NVIDIA said on July 15 that more than 20 of Japan’s largest robotics, manufacturing and technology companies are building on its Cosmos physical AI platform, marking one of the broadest national commitments yet to the company’s push into machines that perceive and act in the real world rather than generate text or images.

What NVIDIA announced

The announcement centers on Cosmos 3 Edge, a 4-billion-parameter world model built on NVIDIA’s Nemotron family that lets robots and vision-AI agents interpret their surroundings and generate actions directly on edge hardware, according to NVIDIA. The company said developers can adapt the model to a specific robot or sensor setup in about a day using its open Cosmos framework, and that it runs on NVIDIA RTX GPUs, DGX systems and Jetson edge computers, including newly unveiled Jetson T2000 and T3000 modules.
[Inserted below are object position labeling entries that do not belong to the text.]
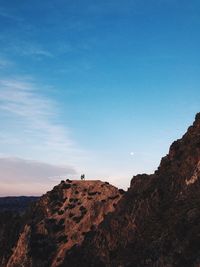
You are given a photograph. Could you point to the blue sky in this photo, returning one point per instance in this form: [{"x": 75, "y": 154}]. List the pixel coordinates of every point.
[{"x": 94, "y": 87}]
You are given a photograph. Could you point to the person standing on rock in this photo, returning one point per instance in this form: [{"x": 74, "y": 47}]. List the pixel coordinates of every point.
[{"x": 82, "y": 176}]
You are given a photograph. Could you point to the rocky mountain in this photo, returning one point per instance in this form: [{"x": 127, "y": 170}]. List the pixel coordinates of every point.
[
  {"x": 17, "y": 204},
  {"x": 61, "y": 219},
  {"x": 156, "y": 223},
  {"x": 12, "y": 218},
  {"x": 93, "y": 224}
]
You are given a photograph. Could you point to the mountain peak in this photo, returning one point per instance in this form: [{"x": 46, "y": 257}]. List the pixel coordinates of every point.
[{"x": 61, "y": 219}]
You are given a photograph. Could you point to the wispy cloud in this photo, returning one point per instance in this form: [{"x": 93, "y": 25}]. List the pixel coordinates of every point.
[
  {"x": 26, "y": 177},
  {"x": 16, "y": 170},
  {"x": 35, "y": 50},
  {"x": 31, "y": 118}
]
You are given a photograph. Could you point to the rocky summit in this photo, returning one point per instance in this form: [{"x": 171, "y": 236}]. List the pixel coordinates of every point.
[
  {"x": 61, "y": 219},
  {"x": 93, "y": 224},
  {"x": 156, "y": 223}
]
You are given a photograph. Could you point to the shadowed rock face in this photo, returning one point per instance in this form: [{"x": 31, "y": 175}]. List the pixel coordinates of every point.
[
  {"x": 61, "y": 219},
  {"x": 12, "y": 218},
  {"x": 156, "y": 223}
]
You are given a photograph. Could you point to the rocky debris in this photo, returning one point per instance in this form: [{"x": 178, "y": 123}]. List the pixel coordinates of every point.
[
  {"x": 156, "y": 223},
  {"x": 60, "y": 220}
]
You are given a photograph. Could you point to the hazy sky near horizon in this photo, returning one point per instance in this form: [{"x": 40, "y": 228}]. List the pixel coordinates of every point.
[{"x": 94, "y": 87}]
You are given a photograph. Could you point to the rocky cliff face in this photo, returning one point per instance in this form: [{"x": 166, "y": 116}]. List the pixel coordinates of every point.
[
  {"x": 61, "y": 219},
  {"x": 91, "y": 223},
  {"x": 156, "y": 223}
]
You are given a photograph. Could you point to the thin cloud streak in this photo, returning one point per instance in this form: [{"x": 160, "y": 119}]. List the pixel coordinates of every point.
[
  {"x": 16, "y": 170},
  {"x": 28, "y": 177},
  {"x": 34, "y": 116}
]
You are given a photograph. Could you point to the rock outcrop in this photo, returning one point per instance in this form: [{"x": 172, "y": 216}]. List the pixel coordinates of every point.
[
  {"x": 156, "y": 223},
  {"x": 93, "y": 224},
  {"x": 61, "y": 219},
  {"x": 13, "y": 214}
]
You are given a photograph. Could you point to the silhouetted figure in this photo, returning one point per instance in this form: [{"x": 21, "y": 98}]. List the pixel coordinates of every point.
[{"x": 82, "y": 176}]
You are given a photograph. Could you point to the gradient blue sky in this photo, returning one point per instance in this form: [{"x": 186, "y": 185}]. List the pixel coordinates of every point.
[{"x": 94, "y": 87}]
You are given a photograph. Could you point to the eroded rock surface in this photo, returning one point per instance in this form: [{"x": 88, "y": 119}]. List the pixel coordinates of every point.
[
  {"x": 156, "y": 223},
  {"x": 61, "y": 219}
]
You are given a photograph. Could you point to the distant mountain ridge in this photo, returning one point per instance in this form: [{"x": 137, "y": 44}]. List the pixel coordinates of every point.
[{"x": 93, "y": 224}]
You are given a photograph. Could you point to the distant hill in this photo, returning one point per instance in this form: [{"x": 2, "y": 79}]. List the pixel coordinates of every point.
[{"x": 93, "y": 224}]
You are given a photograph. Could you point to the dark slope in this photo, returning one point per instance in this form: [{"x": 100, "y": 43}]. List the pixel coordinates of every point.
[
  {"x": 156, "y": 223},
  {"x": 12, "y": 218},
  {"x": 60, "y": 220}
]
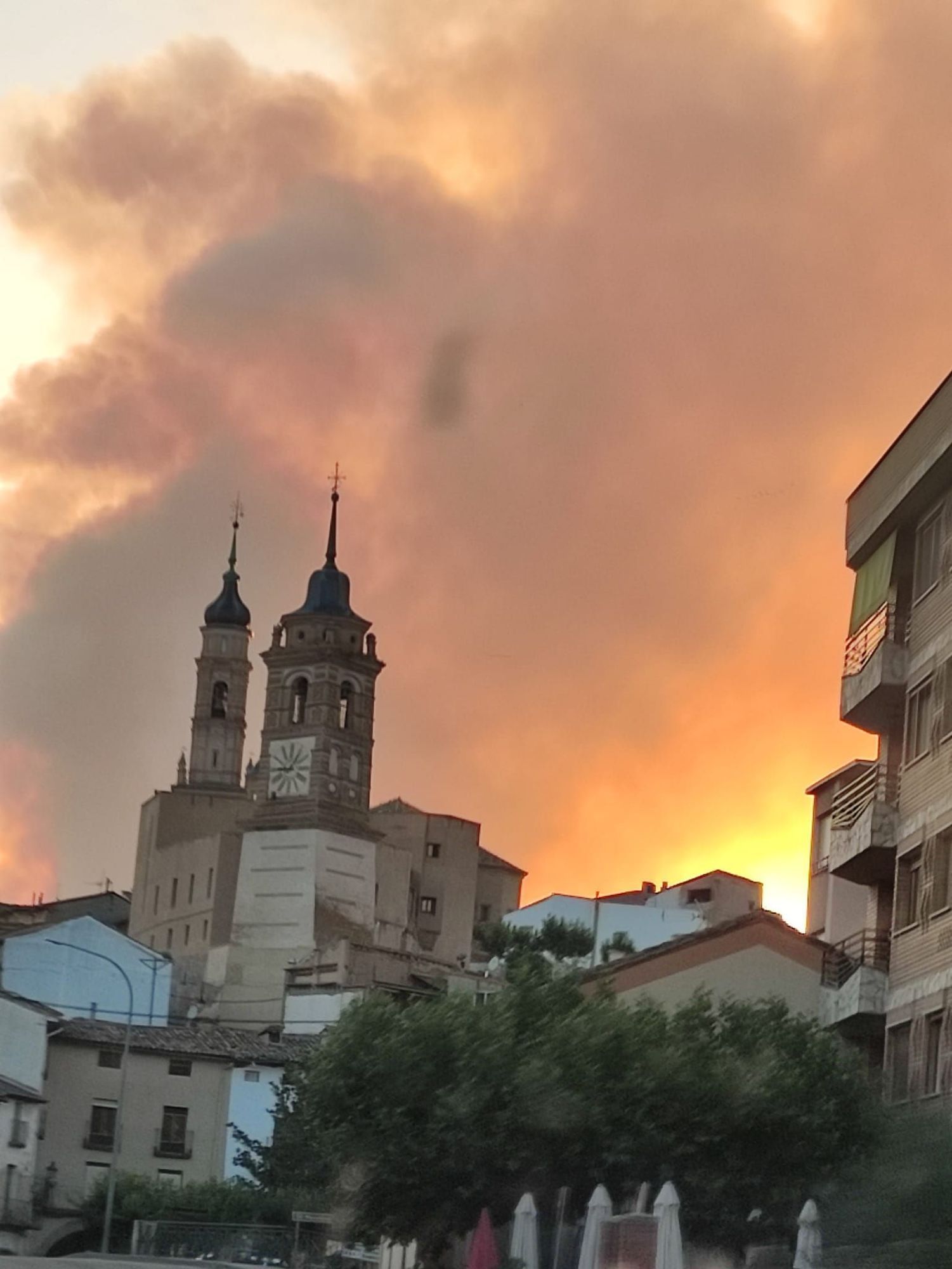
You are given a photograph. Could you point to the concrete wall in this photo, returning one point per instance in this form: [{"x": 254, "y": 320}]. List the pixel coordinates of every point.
[
  {"x": 77, "y": 1082},
  {"x": 81, "y": 985},
  {"x": 252, "y": 1101},
  {"x": 645, "y": 927},
  {"x": 22, "y": 1044}
]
Companies NVIDIA said intend to join its Cosmos Coalition in Japan include FANUC, Sony, SoftBank, Honda R&D, Hitachi, NEC, Kawasaki Heavy Industries, Kubota, Mitsubishi Corp. and Yaskawa Electric, among more than a dozen others.

How companies plan to use it

Fujitsu is leading a collaborative control platform with FANUC, Yaskawa Electric and Kawasaki Heavy Industries meant to run industrial operations on the Cosmos stack, NVIDIA said. SoftBank is building its own physical-AI development platform on top of Cosmos, Omniverse and Isaac Sim, while Kawasaki plans to apply the technology across shipbuilding, transportation, aerospace and healthcare. Kubota is exploring the platform for autonomous farm equipment, and NEC, Hitachi and Preferred Networks are pursuing related world-model and industrial-AI research, according to the company.

NVIDIA CEO Jensen Huang said “the next frontier of AI is in the physical world,” framing the initiative as a chance for Japan to modernize manufacturing around AI-driven machines.

Why it matters

The deal extends NVIDIA’s Cosmos Coalition deeper into one of the world’s largest industrial robotics markets. Japan’s manufacturers have long dominated industrial robotics hardware; pairing that base with NVIDIA’s AI software stack could speed the deployment of autonomous machines in factories, warehouses, farms and logistics networks. NVIDIA did not disclose financial terms or firm deployment timelines for most of the partners named.